Now, the clustering of the neighbourhoods will be performed. A geographical clustering will be performed. That is, the postcodes will be clustered by means of its latitude and longitude, as we do not have any more data that could be used, and the names of the boroughs/neighbourhoods and the postcodes are not useful here.

In [15]:
k=5
to_cluster = df_to[['Latitude','Longitude']]
kmeans = KMeans(n_clusters = k,random_state=0).fit(to_cluster)
kmeans.labels_
df_to.insert(0, 'Cluster Labels', kmeans.labels_)

The map is created:

## To see the maps, please refer to the pdf file.

In [16]:
# create map
map_clusters = folium.Map(location=[43.651070,-79.347015],zoom_start=11)

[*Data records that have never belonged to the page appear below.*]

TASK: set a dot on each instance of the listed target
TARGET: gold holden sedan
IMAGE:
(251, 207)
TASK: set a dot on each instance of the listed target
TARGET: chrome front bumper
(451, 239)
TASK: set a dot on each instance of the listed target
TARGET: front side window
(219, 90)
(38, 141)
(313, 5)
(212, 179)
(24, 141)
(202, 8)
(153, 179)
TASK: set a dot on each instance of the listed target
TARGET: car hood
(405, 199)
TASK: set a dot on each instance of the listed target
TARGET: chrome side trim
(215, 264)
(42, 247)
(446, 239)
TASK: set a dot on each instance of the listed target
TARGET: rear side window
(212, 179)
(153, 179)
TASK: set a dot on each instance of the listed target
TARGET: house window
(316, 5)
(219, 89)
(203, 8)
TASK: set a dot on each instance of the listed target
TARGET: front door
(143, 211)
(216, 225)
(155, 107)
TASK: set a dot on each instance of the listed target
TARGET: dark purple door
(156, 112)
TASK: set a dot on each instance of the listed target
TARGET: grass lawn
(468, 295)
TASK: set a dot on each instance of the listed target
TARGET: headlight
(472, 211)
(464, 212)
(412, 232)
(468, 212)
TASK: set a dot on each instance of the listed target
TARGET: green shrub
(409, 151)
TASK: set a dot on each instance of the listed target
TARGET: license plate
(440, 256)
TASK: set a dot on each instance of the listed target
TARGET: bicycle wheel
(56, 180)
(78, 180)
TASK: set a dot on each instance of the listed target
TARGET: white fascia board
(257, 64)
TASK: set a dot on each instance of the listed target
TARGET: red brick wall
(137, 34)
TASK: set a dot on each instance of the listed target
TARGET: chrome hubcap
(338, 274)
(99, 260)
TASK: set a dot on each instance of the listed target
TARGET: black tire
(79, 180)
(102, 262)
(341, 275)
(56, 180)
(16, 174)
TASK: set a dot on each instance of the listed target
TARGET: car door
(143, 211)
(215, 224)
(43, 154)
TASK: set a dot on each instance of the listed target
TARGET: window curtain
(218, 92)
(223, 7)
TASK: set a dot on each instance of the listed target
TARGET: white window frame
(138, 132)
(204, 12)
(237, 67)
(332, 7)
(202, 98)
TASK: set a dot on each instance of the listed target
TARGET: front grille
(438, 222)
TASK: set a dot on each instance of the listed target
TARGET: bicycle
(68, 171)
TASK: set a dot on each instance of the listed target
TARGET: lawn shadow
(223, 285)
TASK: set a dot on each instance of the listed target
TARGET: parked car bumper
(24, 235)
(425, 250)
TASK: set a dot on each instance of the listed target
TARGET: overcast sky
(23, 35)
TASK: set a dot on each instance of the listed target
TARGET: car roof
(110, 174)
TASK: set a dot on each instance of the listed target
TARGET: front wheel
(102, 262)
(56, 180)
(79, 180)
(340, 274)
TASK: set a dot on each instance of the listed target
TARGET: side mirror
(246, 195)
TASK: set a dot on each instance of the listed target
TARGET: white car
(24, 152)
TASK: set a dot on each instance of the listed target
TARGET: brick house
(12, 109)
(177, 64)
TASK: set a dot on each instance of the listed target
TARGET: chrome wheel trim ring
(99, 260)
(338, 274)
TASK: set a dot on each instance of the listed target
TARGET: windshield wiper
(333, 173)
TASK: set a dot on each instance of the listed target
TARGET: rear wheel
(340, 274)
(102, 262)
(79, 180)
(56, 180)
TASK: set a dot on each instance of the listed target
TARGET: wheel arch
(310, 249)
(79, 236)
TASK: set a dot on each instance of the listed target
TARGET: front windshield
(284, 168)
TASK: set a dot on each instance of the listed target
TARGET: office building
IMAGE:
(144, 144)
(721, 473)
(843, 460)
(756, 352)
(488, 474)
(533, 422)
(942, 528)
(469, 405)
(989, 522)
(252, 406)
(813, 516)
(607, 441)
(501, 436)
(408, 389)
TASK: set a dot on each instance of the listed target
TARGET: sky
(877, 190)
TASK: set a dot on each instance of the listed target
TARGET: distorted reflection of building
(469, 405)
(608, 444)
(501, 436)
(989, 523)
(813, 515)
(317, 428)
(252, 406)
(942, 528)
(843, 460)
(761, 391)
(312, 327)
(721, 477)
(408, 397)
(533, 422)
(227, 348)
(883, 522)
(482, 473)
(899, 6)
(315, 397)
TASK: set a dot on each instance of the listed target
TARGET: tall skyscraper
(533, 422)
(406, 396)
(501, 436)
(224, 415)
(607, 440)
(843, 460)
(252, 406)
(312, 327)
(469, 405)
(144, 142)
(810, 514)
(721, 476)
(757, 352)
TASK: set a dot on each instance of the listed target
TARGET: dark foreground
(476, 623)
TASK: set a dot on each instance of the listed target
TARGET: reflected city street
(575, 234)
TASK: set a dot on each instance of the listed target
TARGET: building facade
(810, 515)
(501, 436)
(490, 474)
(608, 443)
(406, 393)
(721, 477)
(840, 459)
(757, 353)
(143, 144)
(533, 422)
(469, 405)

# set color scheme for the clusters
x = np.arange(k)
ys = [i + x + (i*x)**2 for i in range(k)]
colors_array = cm.rainbow(np.linspace(0, 1, len(ys)))
rainbow = [colors.rgb2hex(i) for i in colors_array]

# add markers to the map
markers_colors = []
for lat, lon, neighborhood, cluster in zip(df_to['Latitude'], df_to['Longitude'], df_to['Neighborhood'], df_to['Cluster Labels']):
    label = folium.Popup(' Cluster ' + str(cluster), parse_html=True)
    folium.CircleMarker(
        [lat, lon],
        radius=5,
        popup=label,
        color=rainbow[cluster-1],
        fill=True,
        fill_color=rainbow[cluster-1],
        fill_opacity=0.7).add_to(map_clusters)
       
map_clusters

Here we can see how the model classified the data: We have some points in the center of the city, two different clusters to the west, one to the east and one to the north. The differentiation between the two groups to the west may be that the second group of points (blue in the map) are further away from the city center than the green ones.